Root Canal Treatment (RCT)

What is a dental pulp?

Dental pulp is the soft, innermost, living part of your tooth, present in the root canals and their associated pulp chamber, which are the physical hollows within a tooth. This dental pulp contains nerves, blood vessels and connective tissue.

Care of this tooth part is mainly taken by a specialized dentist (endodontist), who specializes in the causes, diagnosis, prevention, and treatment of diseases and injuries of the pulp.

What can damage these structures?

Various factors damaging these structures include:

  • Infection due to deep decay
  • Irritation
  • Trauma
  • Fracture of the tooth
  • Inflammation
  • Repeated dental procedures
  • Large fillings

What is meant by root canal treatment (RCT)?

Endodontic therapy or Root canal therapy is a sequence of treatment for the infected, decayed tooth which results in the elimination of infection and the protection of the decontaminated tooth from future microbial invasion.

As the function of the nerve fibers is only sensory (sensation of hot or cold), removal of these structures will not affect the day-to-day functioning of the tooth.

RCT can be completed in a single sitting or over a course of 2 to 3 sittings. However we mostly prefer single sitting RCT.

Why is RCT advised?

Root canal is generally advised when the dental pulp is damaged. If not treated the tissue within the pulp breaks down and there is rapid growth of bacteria seen, which if left untreated causes abscess (pus) tooth. If it is neglected it can also cause:

  • Widespread swelling to the face, neck, or head
  • Around the tip of the root, there might be loss of bone.
  • Drainage to the exterior of the root opening into the gums or sometimes even through the cheeks.

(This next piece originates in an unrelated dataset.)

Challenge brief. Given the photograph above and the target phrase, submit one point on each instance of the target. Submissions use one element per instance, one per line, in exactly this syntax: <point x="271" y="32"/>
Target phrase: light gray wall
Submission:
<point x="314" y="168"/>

What preparation is required before starting RCT?

  • X-ray of the tooth will be taken
  • Administering local anaesthetia (optional )
  • Isolation (During treatment the area should be kept dry and free of saliva).

What steps are followed during the treatment?


Root Canal Treatment involves the removal of the infected or damaged pulp tissue, followed by subsequent shaping, cleaning, and decontamination of the hollows with small files and irrigating solutions, and the obturation (filling) of the decontaminated canals with an inert filling such as gutta-percha.

Till the root canals are not filled with permanent materials it is advisable to avoid eating from that side. Sometimes post RCT you may experience sensitivity or discomfort.

Saving natural teeth that allows you to eat a wide variety of foods is the best option, if possible.